According to Skyfactor, they reserve the right to collect and monitor all student data that might pass through the software. They also retain the right to share that data.

“We may share the information you provide with companies that are related to Skyfactor through common ownership,” the “Privacy” page continues. “Related companies are required to maintain such personal information in compliance with this Online Privacy Notice.”

Macmillan, the company that owns and operates Skyfactor, is actually a subsidiary of the conglomerate Holztbrinck Publishing, which owns 180 individual corporations in 120 countries—all of whom have legal access to the information of Manhattan College students, as well as any student from any other college that contracts Skyfactor.

“[Skyfactor] was sort of pursued by the Center for Academic Success and [Brother Michael Shubnell] with some approval from [Clyde],” said David Shefferman, Ph.D., also a professor in the religious studies department.

“The sense that I got from [Clyde] as that he didn’t realize what the implications might be and how it was going to be rolled out, so it’s raised all sorts of questions and red flags.”

Shefferman said that the school meant only to help students and decided on, what they thought, was the best option.

“What [Mapworks] is supposed to do is well-intentioned,” he said. “Trying to help students with the idea or replacing that academic referral system and to sort of integrate different student services on campus, you know, student life and all that so they can communicate to help students can a more holistic picture, but I think there’s been a lot of pushback.”

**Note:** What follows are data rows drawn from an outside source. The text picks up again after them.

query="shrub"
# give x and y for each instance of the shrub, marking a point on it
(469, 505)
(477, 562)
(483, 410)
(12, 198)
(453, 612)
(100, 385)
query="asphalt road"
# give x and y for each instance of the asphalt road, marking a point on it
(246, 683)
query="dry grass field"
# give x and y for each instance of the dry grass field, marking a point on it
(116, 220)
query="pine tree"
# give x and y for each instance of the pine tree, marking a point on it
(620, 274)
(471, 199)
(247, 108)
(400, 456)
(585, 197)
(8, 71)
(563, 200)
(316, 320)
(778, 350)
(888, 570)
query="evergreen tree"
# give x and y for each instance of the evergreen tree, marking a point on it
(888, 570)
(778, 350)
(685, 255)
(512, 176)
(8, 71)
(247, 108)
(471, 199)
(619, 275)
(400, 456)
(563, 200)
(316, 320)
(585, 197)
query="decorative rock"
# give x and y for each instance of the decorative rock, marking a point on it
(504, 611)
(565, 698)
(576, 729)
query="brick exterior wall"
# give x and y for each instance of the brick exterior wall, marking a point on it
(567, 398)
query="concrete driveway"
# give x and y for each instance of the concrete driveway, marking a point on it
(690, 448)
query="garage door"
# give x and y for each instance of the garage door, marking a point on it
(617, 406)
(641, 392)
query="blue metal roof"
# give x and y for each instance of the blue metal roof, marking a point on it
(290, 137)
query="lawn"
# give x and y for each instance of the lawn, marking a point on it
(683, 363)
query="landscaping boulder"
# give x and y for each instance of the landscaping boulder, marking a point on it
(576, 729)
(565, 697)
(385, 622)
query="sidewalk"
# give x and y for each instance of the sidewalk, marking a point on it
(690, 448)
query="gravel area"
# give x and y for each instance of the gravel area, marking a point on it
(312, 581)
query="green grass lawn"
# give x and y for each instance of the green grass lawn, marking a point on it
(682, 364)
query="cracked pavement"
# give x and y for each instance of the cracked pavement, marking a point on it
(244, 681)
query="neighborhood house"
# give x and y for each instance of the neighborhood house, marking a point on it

Freshman Lee, however, said that no one has ever explained to him what Mapworks is for or how it works.

“I understand the program and I agree with what they are doing and I understand that the program is designed to help students,” he said.

“I feel, though, a bit tricked, almost, that they didn’t tell us more about the program, they just said ‘Oh hey, fill out this survey and you could win a gift card,’ I feel like we weren’t educated enough as to what this was doing.”

Geraci, who also serves as the chair for the Council for Faculty Affairs, faulted the college for contracting an outside company to provide the service in the first place.

“I don’t know why we want to be in a situation where, and again I got scolded by the administration for complaining about money, but I don’t know why we need to pay someone to do this,” he said.

“What exactly is this going to produce that will return value, so this is kind of weird.”